Мы у Садовского Б. А. Он в свою комнату нас не приглашает. Ходим в прихожей. Потом я иду на нашу новую квартиру. Оказалось из моей комнаты есть ход (стеклянная дверь) прямо на волю. «Как же, — думаю, — до сих пор мы и не знали про этот ход!» Я иду за стулом. Через коридор иду мимо чужих квартир. Все стеклянные. Взял стул и назад. Спускаюсь по лестнице. А за мной какие-то горничные. И одна напевает: Вера Степановна. Я спрашиваю: «Гриневич?» «Нет, смеется, наша!»

Видел В[арвару] Фед[оровну]. Она вышла замуж за третьего. Ей 40 лет. Сергей очень обижен: его чести, будто бы, лишили. «Ну, что ж пустяки, говорю, это не так и причем честь!» У В. Ф. родился ребенок, которого показывают.

—————

Никакие и самые справедливейшие учреждения и самый правильный строй жизни не изменит человека, если не изменить в душе его, если душа его не раскроется и искра Божия не блеснет в ней. Или искра Божия блеснет в сердце человека не надо головы ломать ни [о] каком учреждении, ни о каком строе, потому что с раскрытым сердцем не может быть несправедливости и неправильности.

27.VI. Что видел во сне, ничего не помню. Вчера вечером началась жесточайшая пилка, коя возобновилась с утра. Куда уж тут что помнить. Все потому, что из дому нет вестей. Ив[ан] Александрович] Ряз[ановский] клялся и божился приходить каждую неделю и писать. И прислал всего 1 письмо, да не из квартиры. И как в воду.

Да вспомнил и сон. По соседству с нами был пожар, который залили: у нас только стекла побиты. И соседи наши, где горело, немцы. Мы к ним зашли. Я поехал на автомобиле e Борисом Сувориным. Я написал какую-то пьесу, к[отор]ую надо отдать напечатать. Тут Котылев появился.

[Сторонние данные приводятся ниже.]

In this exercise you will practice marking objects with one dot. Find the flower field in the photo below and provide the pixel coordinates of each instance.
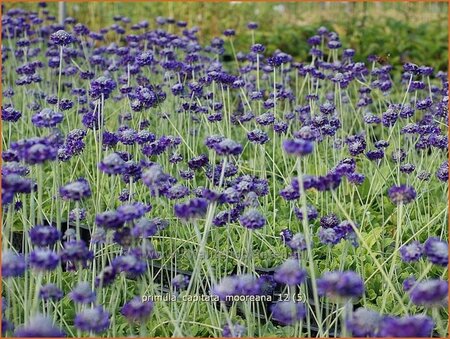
(154, 187)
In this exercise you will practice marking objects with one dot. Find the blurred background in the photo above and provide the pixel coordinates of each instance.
(404, 31)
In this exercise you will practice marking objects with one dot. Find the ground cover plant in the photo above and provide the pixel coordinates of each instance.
(149, 188)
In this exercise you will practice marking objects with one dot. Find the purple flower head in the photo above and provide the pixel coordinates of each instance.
(137, 310)
(297, 242)
(408, 283)
(288, 312)
(50, 292)
(193, 208)
(364, 323)
(429, 293)
(442, 172)
(198, 161)
(96, 320)
(258, 48)
(76, 190)
(257, 136)
(411, 252)
(329, 221)
(401, 194)
(252, 219)
(398, 155)
(252, 25)
(298, 147)
(347, 284)
(10, 114)
(286, 235)
(43, 259)
(61, 38)
(39, 326)
(234, 331)
(102, 86)
(290, 273)
(436, 251)
(13, 265)
(82, 293)
(77, 214)
(406, 327)
(44, 235)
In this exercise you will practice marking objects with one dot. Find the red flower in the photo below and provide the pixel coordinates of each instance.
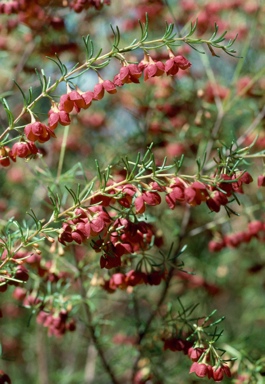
(24, 149)
(4, 378)
(195, 353)
(128, 74)
(202, 370)
(261, 181)
(37, 131)
(58, 117)
(174, 63)
(5, 156)
(71, 100)
(220, 372)
(151, 68)
(101, 87)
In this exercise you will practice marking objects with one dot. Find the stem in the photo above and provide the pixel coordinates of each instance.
(163, 295)
(140, 44)
(93, 334)
(62, 153)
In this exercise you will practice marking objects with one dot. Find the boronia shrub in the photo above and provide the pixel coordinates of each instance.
(132, 222)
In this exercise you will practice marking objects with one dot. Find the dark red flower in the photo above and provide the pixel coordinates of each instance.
(201, 370)
(5, 156)
(220, 372)
(37, 131)
(24, 149)
(58, 117)
(4, 378)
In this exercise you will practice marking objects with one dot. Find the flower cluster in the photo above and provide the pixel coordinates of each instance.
(57, 324)
(197, 192)
(89, 222)
(131, 279)
(200, 356)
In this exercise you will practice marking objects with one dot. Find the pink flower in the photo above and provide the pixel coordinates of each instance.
(201, 370)
(219, 373)
(24, 149)
(37, 131)
(58, 117)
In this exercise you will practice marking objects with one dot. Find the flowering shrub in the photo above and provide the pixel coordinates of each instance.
(132, 191)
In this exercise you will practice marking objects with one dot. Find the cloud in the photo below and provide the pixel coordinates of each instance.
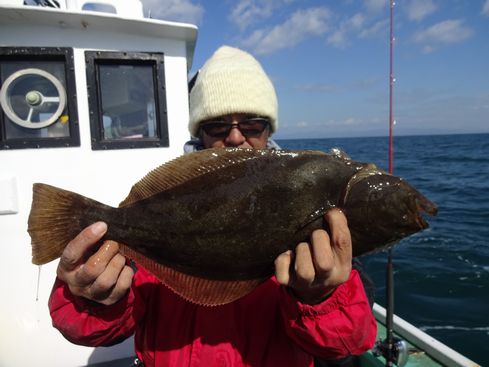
(446, 32)
(375, 6)
(485, 8)
(247, 12)
(176, 10)
(339, 37)
(317, 88)
(301, 25)
(380, 27)
(419, 9)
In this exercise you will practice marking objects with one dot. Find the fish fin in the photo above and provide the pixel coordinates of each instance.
(53, 221)
(204, 292)
(187, 167)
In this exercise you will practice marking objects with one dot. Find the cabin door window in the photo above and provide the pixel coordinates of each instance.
(127, 100)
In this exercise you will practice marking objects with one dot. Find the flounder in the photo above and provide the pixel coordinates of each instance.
(210, 224)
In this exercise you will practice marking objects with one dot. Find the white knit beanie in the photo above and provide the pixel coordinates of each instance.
(231, 81)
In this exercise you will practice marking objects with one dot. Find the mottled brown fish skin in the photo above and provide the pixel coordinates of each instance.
(230, 212)
(233, 223)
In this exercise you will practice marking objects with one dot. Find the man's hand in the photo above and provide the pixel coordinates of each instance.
(315, 269)
(99, 275)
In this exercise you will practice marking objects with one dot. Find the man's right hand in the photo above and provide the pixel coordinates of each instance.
(100, 275)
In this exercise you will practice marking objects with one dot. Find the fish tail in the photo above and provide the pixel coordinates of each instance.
(56, 218)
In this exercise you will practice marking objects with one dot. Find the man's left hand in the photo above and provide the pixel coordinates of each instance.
(315, 269)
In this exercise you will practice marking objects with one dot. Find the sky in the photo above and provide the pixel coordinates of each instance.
(329, 60)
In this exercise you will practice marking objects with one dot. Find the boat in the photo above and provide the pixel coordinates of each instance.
(93, 95)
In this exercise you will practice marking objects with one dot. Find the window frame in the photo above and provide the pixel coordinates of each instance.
(156, 59)
(60, 54)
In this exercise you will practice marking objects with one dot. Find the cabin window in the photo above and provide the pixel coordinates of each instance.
(127, 100)
(37, 98)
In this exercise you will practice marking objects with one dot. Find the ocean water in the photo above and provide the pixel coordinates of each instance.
(441, 275)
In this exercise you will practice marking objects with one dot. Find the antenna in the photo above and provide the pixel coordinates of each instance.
(392, 349)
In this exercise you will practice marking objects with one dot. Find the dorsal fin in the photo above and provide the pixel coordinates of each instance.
(187, 167)
(197, 290)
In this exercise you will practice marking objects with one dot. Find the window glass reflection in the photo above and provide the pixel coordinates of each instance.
(35, 96)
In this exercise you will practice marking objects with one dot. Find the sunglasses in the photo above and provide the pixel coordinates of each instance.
(252, 127)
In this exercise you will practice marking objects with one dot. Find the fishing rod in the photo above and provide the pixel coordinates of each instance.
(391, 348)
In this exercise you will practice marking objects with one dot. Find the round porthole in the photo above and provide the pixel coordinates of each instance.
(33, 98)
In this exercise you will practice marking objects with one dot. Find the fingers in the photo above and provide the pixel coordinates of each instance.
(304, 266)
(282, 268)
(340, 235)
(99, 262)
(323, 256)
(76, 250)
(112, 284)
(100, 275)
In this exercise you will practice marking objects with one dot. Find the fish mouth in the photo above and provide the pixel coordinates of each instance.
(423, 207)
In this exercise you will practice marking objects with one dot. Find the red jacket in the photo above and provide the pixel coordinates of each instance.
(268, 327)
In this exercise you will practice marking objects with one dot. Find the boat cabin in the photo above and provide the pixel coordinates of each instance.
(92, 97)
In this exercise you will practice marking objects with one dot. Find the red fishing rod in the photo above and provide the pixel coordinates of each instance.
(392, 349)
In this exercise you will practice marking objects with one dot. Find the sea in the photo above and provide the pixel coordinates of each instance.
(441, 275)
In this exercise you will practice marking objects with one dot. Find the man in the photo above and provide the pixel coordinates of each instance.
(314, 306)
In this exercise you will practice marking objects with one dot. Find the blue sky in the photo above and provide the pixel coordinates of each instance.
(329, 60)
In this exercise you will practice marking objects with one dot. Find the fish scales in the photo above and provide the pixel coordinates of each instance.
(243, 215)
(226, 214)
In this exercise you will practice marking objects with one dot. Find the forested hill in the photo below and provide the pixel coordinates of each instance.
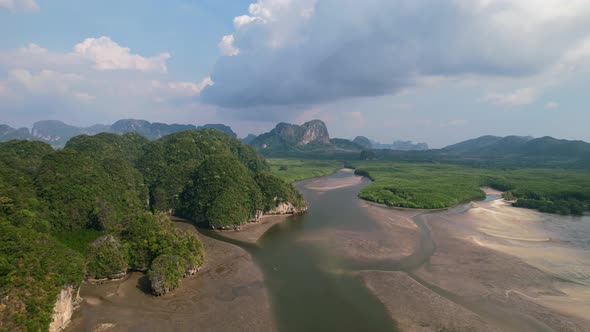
(58, 133)
(494, 151)
(94, 209)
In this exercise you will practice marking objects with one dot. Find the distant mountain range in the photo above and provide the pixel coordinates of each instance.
(58, 133)
(396, 145)
(312, 140)
(307, 139)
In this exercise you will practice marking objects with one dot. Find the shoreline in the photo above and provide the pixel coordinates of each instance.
(462, 284)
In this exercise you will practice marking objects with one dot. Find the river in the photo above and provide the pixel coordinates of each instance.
(313, 286)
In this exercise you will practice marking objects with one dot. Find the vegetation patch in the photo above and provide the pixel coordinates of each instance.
(430, 186)
(293, 170)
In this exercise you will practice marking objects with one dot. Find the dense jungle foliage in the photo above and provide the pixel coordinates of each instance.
(98, 207)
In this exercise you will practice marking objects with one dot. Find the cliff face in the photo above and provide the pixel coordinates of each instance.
(285, 135)
(315, 131)
(286, 208)
(63, 309)
(58, 133)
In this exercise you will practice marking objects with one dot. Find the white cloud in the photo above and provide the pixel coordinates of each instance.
(317, 51)
(108, 55)
(226, 46)
(552, 105)
(520, 97)
(454, 123)
(19, 5)
(92, 80)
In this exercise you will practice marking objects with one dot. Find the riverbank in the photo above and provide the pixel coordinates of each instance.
(348, 263)
(227, 294)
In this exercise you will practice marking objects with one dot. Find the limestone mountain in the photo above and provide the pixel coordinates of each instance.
(57, 133)
(363, 141)
(309, 138)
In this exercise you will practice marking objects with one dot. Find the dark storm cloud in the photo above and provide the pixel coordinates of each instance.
(377, 47)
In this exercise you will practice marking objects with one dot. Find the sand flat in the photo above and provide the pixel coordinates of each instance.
(406, 300)
(228, 294)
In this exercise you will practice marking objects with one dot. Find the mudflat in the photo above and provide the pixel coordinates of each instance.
(227, 294)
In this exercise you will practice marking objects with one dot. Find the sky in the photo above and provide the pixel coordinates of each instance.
(429, 71)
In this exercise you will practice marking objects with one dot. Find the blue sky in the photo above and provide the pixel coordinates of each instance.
(435, 72)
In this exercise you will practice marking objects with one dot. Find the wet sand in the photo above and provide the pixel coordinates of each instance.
(479, 263)
(485, 266)
(227, 294)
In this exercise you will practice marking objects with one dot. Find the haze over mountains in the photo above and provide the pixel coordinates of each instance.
(312, 138)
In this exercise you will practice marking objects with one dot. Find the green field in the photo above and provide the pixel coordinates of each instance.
(431, 186)
(293, 170)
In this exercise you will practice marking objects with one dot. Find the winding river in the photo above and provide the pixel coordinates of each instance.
(313, 287)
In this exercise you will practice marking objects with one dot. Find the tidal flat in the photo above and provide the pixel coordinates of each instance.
(347, 263)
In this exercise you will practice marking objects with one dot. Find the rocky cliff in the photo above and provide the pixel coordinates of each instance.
(66, 302)
(286, 208)
(286, 135)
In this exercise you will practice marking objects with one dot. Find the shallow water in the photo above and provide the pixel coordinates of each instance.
(314, 287)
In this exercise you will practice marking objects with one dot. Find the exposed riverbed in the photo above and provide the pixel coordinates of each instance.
(348, 265)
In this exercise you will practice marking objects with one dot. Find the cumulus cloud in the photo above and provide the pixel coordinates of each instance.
(98, 77)
(19, 5)
(226, 46)
(552, 105)
(108, 55)
(520, 97)
(309, 51)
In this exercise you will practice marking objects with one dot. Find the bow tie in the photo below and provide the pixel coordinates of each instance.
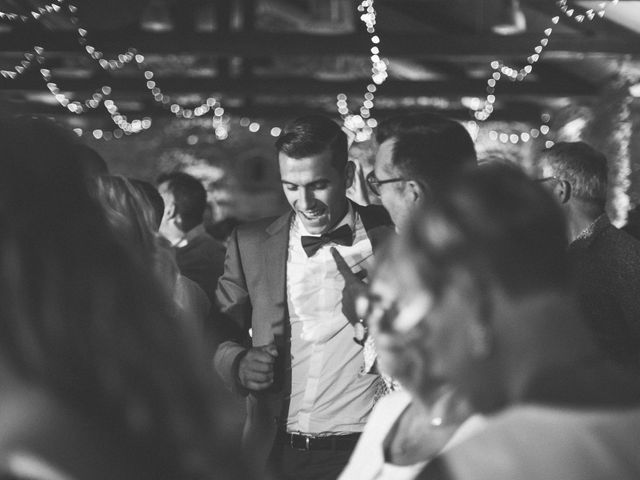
(341, 236)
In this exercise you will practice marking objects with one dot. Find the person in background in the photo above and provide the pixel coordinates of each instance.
(484, 275)
(606, 260)
(97, 379)
(151, 194)
(307, 400)
(418, 155)
(200, 257)
(133, 218)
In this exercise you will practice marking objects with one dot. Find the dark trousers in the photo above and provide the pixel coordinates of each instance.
(290, 464)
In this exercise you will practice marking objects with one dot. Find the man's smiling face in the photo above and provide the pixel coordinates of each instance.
(315, 189)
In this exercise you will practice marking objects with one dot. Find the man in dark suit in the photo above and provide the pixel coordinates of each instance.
(306, 396)
(605, 259)
(417, 154)
(199, 256)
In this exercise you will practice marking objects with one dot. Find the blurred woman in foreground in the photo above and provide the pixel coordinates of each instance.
(485, 269)
(97, 379)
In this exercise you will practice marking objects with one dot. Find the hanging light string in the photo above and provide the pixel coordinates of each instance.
(114, 63)
(52, 7)
(514, 74)
(133, 55)
(361, 123)
(74, 106)
(589, 14)
(35, 55)
(524, 137)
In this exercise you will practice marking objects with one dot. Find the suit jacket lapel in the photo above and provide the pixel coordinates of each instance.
(275, 261)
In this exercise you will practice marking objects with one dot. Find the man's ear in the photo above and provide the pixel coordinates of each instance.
(349, 173)
(562, 191)
(170, 210)
(415, 191)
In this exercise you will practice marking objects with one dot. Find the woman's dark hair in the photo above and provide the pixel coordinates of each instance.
(83, 318)
(494, 223)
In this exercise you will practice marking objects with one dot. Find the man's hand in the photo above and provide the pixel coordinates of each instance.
(255, 369)
(353, 288)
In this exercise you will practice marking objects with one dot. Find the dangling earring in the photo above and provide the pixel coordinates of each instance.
(481, 340)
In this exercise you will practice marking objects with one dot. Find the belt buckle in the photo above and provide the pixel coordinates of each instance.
(307, 438)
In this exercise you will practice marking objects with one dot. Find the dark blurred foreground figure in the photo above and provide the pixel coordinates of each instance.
(97, 379)
(133, 219)
(483, 278)
(200, 257)
(606, 259)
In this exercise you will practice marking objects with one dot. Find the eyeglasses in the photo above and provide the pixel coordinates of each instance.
(374, 183)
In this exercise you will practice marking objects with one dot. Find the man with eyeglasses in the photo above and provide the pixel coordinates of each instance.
(605, 259)
(418, 153)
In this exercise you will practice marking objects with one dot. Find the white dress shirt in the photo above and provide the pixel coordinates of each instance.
(329, 394)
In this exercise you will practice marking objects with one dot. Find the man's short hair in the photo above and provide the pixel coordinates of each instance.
(189, 196)
(312, 135)
(428, 147)
(498, 225)
(582, 166)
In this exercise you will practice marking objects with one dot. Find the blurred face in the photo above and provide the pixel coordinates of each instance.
(315, 189)
(394, 195)
(424, 343)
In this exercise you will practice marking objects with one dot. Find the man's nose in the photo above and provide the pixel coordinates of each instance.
(305, 199)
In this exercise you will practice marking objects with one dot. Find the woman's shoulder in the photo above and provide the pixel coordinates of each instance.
(43, 439)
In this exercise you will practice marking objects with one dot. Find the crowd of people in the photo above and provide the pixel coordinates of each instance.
(479, 322)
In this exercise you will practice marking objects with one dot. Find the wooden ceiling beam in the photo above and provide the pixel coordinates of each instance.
(262, 44)
(300, 86)
(517, 113)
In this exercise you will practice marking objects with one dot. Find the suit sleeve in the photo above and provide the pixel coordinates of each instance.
(234, 306)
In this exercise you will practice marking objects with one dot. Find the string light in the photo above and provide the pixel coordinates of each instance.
(114, 63)
(52, 7)
(524, 137)
(361, 122)
(74, 106)
(587, 15)
(502, 70)
(25, 63)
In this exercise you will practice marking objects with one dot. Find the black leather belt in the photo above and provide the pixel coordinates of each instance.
(303, 442)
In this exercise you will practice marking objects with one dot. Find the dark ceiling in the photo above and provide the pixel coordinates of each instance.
(279, 58)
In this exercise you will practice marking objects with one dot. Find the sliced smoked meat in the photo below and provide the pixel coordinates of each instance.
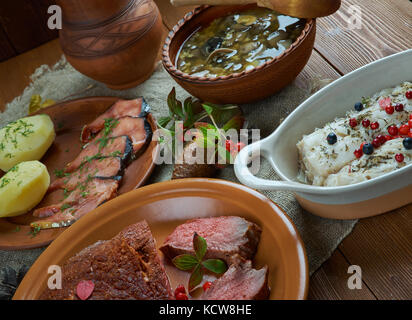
(119, 146)
(240, 282)
(82, 200)
(225, 237)
(125, 267)
(123, 108)
(103, 168)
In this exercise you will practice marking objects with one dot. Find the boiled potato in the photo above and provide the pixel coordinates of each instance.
(22, 188)
(25, 139)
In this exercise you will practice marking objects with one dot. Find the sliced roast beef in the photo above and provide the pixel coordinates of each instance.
(125, 267)
(225, 237)
(92, 193)
(240, 282)
(123, 108)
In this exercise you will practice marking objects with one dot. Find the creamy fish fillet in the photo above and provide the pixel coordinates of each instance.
(318, 159)
(369, 167)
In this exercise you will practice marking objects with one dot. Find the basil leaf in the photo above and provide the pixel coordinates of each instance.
(175, 106)
(208, 108)
(196, 277)
(200, 246)
(163, 121)
(215, 265)
(234, 123)
(185, 262)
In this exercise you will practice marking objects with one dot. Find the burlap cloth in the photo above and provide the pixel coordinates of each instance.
(62, 82)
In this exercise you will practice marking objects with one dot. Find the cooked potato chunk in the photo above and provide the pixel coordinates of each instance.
(22, 188)
(25, 139)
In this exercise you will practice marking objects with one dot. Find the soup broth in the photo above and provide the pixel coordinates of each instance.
(238, 42)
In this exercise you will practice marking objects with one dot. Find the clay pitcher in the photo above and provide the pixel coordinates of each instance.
(112, 41)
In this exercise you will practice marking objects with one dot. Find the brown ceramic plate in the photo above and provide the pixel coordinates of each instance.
(166, 205)
(69, 118)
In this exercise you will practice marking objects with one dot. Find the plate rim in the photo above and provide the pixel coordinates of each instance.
(102, 216)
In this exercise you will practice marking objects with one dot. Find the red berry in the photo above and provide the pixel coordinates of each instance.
(181, 296)
(229, 145)
(399, 157)
(399, 107)
(240, 146)
(358, 153)
(381, 138)
(389, 109)
(404, 130)
(366, 123)
(376, 143)
(393, 130)
(206, 285)
(180, 289)
(374, 125)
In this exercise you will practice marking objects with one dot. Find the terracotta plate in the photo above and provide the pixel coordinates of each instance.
(69, 118)
(166, 205)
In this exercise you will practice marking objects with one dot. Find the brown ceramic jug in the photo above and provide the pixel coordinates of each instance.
(112, 41)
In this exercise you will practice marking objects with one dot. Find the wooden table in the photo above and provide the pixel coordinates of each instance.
(381, 246)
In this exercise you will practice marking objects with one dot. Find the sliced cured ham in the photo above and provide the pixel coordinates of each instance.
(102, 168)
(118, 146)
(123, 108)
(77, 204)
(114, 139)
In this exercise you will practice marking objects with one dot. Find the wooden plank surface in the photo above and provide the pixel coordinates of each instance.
(386, 29)
(380, 245)
(24, 22)
(330, 282)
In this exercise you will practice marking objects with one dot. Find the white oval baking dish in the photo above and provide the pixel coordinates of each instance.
(365, 199)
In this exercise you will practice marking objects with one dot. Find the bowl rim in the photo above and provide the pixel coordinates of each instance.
(175, 72)
(166, 189)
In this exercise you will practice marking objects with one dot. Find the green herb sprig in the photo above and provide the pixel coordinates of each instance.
(197, 264)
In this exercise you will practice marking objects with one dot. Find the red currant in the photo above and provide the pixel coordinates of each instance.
(181, 296)
(180, 289)
(366, 123)
(399, 107)
(393, 130)
(206, 285)
(389, 109)
(399, 157)
(240, 146)
(404, 130)
(358, 153)
(376, 143)
(374, 125)
(229, 145)
(381, 138)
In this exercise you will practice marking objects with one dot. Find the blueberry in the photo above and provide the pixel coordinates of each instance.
(407, 143)
(332, 138)
(367, 148)
(358, 106)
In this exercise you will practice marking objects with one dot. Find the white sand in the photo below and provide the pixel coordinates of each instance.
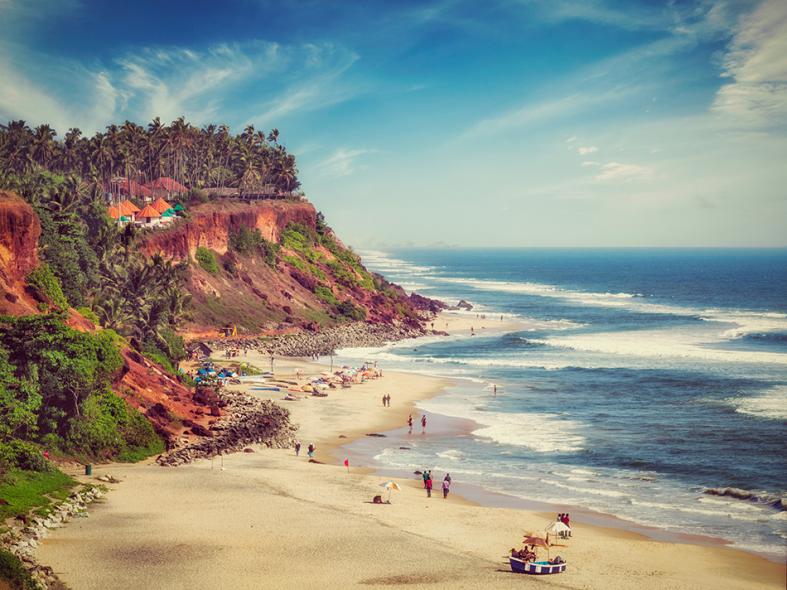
(271, 520)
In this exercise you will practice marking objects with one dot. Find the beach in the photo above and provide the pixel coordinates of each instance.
(269, 519)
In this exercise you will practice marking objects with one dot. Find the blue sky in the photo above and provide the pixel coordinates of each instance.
(501, 123)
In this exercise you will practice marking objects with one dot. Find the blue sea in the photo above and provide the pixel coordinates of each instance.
(642, 379)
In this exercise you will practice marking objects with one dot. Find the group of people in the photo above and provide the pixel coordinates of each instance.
(410, 424)
(427, 475)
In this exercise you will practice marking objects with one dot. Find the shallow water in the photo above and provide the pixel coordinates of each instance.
(645, 377)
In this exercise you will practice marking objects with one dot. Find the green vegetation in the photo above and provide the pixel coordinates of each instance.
(89, 314)
(248, 241)
(351, 311)
(209, 156)
(54, 389)
(26, 490)
(13, 573)
(46, 285)
(207, 260)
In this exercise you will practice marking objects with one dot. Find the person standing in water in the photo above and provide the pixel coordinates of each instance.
(446, 485)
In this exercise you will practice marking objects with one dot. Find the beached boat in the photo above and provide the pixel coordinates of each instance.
(520, 566)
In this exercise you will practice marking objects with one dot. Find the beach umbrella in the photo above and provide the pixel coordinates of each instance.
(537, 542)
(390, 486)
(557, 528)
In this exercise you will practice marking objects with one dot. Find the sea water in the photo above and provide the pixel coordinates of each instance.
(642, 380)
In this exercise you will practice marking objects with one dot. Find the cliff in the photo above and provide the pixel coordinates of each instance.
(19, 232)
(210, 225)
(167, 403)
(301, 278)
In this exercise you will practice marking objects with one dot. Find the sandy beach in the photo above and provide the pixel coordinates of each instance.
(269, 519)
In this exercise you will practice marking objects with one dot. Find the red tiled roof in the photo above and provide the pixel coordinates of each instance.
(148, 211)
(129, 206)
(161, 205)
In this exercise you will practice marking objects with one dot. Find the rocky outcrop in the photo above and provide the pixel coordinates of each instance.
(247, 420)
(23, 538)
(211, 224)
(19, 232)
(328, 341)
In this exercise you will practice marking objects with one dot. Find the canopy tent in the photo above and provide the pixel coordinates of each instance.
(161, 205)
(128, 205)
(148, 215)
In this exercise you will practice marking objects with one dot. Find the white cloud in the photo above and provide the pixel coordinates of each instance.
(227, 81)
(756, 62)
(623, 172)
(341, 163)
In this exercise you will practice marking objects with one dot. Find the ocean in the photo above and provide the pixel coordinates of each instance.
(645, 380)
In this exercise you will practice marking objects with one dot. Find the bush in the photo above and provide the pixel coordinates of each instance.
(88, 313)
(109, 427)
(246, 240)
(47, 286)
(197, 196)
(207, 260)
(13, 572)
(17, 454)
(349, 310)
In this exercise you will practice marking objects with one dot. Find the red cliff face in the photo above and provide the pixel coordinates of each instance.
(19, 232)
(210, 225)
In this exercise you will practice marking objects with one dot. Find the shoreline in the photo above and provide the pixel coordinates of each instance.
(183, 527)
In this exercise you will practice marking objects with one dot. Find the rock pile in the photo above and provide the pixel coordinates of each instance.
(22, 542)
(247, 420)
(353, 335)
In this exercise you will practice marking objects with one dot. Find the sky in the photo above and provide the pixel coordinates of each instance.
(451, 123)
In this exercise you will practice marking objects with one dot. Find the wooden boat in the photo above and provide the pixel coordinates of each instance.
(520, 566)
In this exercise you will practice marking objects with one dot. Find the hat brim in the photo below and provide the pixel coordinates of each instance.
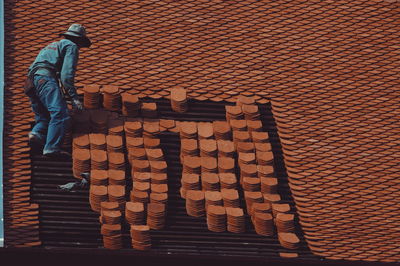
(85, 41)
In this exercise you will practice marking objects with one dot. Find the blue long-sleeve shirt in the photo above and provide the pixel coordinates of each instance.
(58, 57)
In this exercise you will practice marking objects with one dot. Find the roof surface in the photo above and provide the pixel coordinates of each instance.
(330, 69)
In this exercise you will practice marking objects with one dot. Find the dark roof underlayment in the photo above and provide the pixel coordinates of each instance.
(329, 69)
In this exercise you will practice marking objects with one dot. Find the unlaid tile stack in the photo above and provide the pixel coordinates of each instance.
(91, 96)
(130, 104)
(208, 181)
(257, 178)
(100, 152)
(111, 98)
(110, 219)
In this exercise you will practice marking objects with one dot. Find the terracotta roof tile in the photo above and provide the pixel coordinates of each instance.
(324, 96)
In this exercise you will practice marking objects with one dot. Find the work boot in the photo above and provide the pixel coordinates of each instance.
(35, 140)
(36, 143)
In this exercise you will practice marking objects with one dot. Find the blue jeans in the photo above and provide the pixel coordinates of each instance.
(51, 113)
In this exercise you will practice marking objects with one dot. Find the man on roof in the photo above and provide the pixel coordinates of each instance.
(55, 63)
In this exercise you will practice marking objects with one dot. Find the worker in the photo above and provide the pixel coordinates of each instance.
(55, 63)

Вины мои вот в чем: 1) доверился Ив[ану] Александровичу], а надо было, чтоб швейцаровские девочки писали. 2) положено для облегчения багажа полотенец меньше, чем надо 3) не взята большая картонка. 4) уверял, что паспорт отдал Машин, а на самом деле не отдал, у себя в кармане носил 5) на вокзал надо было ехать не в 3-й часа, а в 4-е. Вот эти самые пять вин, как зубья.

28.VI. Видел во сне, будто каждый из нас должен нарисовать проект воздушного корабля. И все мы идем по очереди со свитками, где эти корабли нарисованы. И летим. И все ничего. Но потом надо, оказывается, непременно в Романов-Борисоглебск. И как прилетели туда, оказывается должны делать экскурсии в окрестностях на 500—600 верст. Лететь вверх отвесно, очень тянет всего, но вниз ужасно. Я был один на самом дне. Весь корабль сделан из тончайших пластинок на железных рельсах. Корабль остановился над широченной рекой, повис. Я смотрю и сердце замирает. А кто-то говорит: «Виктор Ремизов, находящийся на противоположном конце, забеспокоился, а А[лексей] Р[емизов] боится!» Погода пасмурная. Куда мы не прилетали, везде опаздывали: поздний час, все закрыто.